Gennaro Andele

L’ipotesi della possibilità di notificare direttamente una cartella esattoriale per la tassa rifiuti non versata (Tari), era un problema assai discusso, poiché molti Comuni operavano con riscossione diretta, senza prima notificare un avviso di pagamento.

Sulla questione è intervenuta, fortunatamente, la Corte di Cassazione con una recente sentenza, per fare chiarezza.

Con la pronuncia 31842018, infatti, gli Ermellini hanno chiarito che il D.Lgs. n. 507 del 1993, art. 72, comma 1, in tema di tassa sui rifiuti, consente ai Comuni di procedere direttamente alla liquidazione della tassa ed alla conseguente iscrizione a ruolo, senza necessità di adottare e notificare un avviso di accertamento, soltanto nei casi in cui la liquidazione avvenga sulla base dei ruoli dell’anno precedente, cioè sulla base di dati ed elementi già acquisiti, e non soggetti ad alcuna modificazione o variazione, in forza pertanto di una operazione puramente automatica.

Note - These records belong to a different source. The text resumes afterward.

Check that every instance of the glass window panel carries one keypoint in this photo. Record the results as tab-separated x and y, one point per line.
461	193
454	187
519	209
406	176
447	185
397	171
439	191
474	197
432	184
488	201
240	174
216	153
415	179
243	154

Praticamente, detto in parole povere, in caso di omesso pagamento della tassa rifiuti non è necessaria alcuna attività di accertamento, che deve essere emanato solo in presenza di una dichiarazione omessa o infedele.

Per capirci meglio, quando il contribuente effettua la dichiarazione (e viene presa per buona) e poi non paga la tassa rifiuti, è possibile, per il Comune, passare direttamente all’iscrizione a ruolo del debito, senza notificare alcun avviso di accertamento.

Ma, in questo caso, non è possibile applicare la sanzione del 30%.

Al contrario, se il Comune intende contestare i dati forniti dal proprietario dell’immobile (ovvero quando si è in presenza di una dichiarazione omessa o infedele), il recupero dell’imposta sui rifiuti può avvenire solo previo accertamento, al fine di dare al contribuente la possibilità di difendersi e contestare la rideterminazione dell’immobile fatta dall’amministrazione.